I do not know the solution but below could be a starting point

(x^4+ 4y^2) = (x^2 + 2y^2 – 2xy)(x^2 + 2y^2 + 2xy)

SO 3^2008+ 4^ 2009 = (3^502)^4 + 4 * (4^502)^ 4
= (3^1004 + 2 *4^1004 + 2 * 12^502) (3^1004 + 2*4^1004 - 2 * 12^502)

Now if we show that (3^1004 + 2*4^1004 - 2 * 12^502) > 2009^182 we are through
 
Thanks for the food for thought, kaliprasad!

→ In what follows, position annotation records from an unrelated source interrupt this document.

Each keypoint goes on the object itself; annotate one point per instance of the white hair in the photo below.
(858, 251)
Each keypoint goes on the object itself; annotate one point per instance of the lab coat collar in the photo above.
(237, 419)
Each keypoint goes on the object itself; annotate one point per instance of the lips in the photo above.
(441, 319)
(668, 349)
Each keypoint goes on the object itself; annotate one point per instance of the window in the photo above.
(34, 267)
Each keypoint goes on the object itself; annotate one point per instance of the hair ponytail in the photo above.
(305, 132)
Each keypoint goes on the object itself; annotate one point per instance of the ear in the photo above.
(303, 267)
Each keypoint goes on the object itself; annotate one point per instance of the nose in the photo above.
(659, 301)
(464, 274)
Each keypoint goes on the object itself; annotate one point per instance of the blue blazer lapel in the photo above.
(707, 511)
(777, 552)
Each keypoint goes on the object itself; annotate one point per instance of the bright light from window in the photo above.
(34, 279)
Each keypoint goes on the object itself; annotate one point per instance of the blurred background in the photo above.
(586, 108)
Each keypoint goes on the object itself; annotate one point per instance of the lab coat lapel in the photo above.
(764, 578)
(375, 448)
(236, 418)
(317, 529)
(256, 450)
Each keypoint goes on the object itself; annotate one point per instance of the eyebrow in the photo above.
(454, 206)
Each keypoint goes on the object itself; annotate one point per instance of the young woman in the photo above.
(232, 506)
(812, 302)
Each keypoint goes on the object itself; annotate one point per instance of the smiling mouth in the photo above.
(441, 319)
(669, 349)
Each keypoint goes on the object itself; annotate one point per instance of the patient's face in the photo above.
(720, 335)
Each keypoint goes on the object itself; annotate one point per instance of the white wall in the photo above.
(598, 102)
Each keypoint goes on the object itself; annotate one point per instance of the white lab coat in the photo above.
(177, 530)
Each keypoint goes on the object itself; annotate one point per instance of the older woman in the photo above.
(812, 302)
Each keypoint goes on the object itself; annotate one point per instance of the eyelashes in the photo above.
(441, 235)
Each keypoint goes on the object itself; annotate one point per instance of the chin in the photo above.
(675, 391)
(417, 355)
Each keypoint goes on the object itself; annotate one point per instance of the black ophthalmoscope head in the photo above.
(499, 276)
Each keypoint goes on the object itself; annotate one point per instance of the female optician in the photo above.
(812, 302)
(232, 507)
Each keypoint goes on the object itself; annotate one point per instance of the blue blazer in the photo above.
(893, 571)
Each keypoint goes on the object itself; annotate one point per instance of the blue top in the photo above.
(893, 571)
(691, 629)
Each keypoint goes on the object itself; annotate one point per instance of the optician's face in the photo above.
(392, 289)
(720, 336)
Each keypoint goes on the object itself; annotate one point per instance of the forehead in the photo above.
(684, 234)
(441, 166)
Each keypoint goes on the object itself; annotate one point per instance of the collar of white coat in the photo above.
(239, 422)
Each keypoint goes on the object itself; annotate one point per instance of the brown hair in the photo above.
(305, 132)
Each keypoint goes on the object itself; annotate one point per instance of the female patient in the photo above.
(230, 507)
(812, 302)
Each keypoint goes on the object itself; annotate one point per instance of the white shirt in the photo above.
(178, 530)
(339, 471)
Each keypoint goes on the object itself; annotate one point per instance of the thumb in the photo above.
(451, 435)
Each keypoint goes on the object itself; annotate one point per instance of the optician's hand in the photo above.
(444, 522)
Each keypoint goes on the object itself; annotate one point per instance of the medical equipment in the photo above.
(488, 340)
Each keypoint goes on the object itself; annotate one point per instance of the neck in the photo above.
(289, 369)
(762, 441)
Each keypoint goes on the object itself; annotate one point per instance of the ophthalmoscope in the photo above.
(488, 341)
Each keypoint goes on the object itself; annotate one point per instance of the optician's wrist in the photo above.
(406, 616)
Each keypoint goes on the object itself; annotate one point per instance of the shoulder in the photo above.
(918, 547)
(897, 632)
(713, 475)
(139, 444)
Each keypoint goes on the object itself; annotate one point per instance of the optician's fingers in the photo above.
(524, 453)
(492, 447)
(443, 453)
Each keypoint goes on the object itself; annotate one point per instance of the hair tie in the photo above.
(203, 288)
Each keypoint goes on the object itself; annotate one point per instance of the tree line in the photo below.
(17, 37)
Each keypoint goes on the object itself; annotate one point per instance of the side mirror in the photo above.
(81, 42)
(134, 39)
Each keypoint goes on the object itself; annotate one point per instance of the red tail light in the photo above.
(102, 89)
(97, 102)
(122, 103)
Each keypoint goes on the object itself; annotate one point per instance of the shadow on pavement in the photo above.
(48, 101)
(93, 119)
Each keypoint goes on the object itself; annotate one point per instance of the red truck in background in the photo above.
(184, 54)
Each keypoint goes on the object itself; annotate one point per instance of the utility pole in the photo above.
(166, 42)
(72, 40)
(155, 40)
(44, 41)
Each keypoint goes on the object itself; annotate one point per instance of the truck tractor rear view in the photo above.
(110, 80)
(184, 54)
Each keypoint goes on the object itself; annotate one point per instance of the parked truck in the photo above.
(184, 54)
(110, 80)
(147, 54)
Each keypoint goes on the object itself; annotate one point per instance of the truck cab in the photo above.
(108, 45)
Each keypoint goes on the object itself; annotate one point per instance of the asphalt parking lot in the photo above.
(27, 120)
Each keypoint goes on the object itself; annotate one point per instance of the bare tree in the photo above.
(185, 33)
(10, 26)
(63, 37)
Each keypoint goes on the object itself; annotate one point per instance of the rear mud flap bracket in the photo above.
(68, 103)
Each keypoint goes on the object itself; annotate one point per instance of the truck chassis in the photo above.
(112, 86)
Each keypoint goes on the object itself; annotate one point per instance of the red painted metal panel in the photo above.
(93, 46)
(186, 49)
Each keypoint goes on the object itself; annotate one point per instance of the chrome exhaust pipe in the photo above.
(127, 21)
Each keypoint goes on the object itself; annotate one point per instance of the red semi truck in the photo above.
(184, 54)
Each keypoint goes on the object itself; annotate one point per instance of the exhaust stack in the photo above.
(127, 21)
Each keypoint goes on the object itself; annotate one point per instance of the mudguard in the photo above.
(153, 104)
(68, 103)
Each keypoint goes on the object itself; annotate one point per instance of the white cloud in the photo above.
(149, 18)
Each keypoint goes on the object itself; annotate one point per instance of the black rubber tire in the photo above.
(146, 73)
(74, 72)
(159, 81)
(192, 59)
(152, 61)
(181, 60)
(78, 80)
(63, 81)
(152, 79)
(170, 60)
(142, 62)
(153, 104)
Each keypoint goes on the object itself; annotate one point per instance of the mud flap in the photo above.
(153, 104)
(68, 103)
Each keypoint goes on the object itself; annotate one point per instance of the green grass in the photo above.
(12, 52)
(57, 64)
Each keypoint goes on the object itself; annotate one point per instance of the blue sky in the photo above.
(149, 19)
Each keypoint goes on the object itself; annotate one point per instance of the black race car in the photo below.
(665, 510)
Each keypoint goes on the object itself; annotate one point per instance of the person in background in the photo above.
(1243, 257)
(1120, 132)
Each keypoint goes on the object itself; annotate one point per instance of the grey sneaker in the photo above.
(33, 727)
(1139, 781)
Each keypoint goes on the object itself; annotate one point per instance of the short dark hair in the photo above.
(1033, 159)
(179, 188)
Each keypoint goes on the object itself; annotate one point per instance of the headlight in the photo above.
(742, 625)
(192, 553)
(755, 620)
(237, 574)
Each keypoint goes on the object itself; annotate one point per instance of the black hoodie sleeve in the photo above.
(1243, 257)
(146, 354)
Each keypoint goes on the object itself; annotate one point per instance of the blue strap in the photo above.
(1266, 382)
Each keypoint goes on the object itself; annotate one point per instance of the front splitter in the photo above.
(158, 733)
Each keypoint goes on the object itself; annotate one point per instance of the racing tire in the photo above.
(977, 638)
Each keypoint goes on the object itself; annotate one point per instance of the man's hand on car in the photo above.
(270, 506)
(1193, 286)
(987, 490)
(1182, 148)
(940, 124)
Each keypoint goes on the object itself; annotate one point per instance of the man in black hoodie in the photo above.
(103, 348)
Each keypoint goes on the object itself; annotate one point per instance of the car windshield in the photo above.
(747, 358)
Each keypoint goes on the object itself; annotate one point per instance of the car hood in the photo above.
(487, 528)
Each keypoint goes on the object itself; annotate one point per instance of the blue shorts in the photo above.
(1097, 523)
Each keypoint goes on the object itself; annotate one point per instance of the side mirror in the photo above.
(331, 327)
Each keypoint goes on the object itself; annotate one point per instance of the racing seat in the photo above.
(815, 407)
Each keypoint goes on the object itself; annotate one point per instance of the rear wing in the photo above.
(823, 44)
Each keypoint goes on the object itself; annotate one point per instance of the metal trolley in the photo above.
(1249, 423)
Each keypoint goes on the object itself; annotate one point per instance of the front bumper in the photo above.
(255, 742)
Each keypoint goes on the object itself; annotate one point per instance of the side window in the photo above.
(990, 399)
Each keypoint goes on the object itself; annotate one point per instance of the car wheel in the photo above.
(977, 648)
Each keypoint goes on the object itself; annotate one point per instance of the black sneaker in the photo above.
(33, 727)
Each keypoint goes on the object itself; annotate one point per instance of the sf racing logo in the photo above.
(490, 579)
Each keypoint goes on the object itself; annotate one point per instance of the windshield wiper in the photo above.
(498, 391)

Solution proposed by other:
We use the standard factorization:

$$x^4+4y^4=(x^2+2xy+2y^2)(x^2-2xy+2y^2)$$

Observe that for any integers $x, y$,

$$x^2+2xy+2y^2=(x+y)^2+y^2 \ge y^2$$ and

$$x^2-2xy+2y^2=(x-y)^2+y^2 \ge y^2$$

We write

$$3^{2008}+4^{2009}=3^{2008}+4(4^{2008})$$

$$\;\;\;\;\;\;\;\;\;\;\;\;\;\;\;\;\;\;\;\;=(3^{502})^4+4(4^{502})^4$$

$$\;\;\;\;\;\;\;\;\;\;\;\;\;\;\;\;\;\;\;\;=((3^{502})^2)^2+2((3^{502})^2(4^{502})^2+2((4^{502})^2)((3^{502})^2)^2-2((3^{502})^2(4^{502})^2+2((4^{502})^2)$$

with both

$$((3^{502})^2)^2+2((3^{502})^2(4^{502})^2+2((4^{502})^2) \ge (4^{502})^2$$

and

$$((3^{502})^2)^2-2((3^{502})^2(4^{502})^2+2((4^{502})^2) \ge (4^{502})^2$$

And notice that

$$(4^{502})^2=2^{2008}>2^{2002}=(2^{11})^{182}=2048^{182}>2009^{182}$$

and hence we're done.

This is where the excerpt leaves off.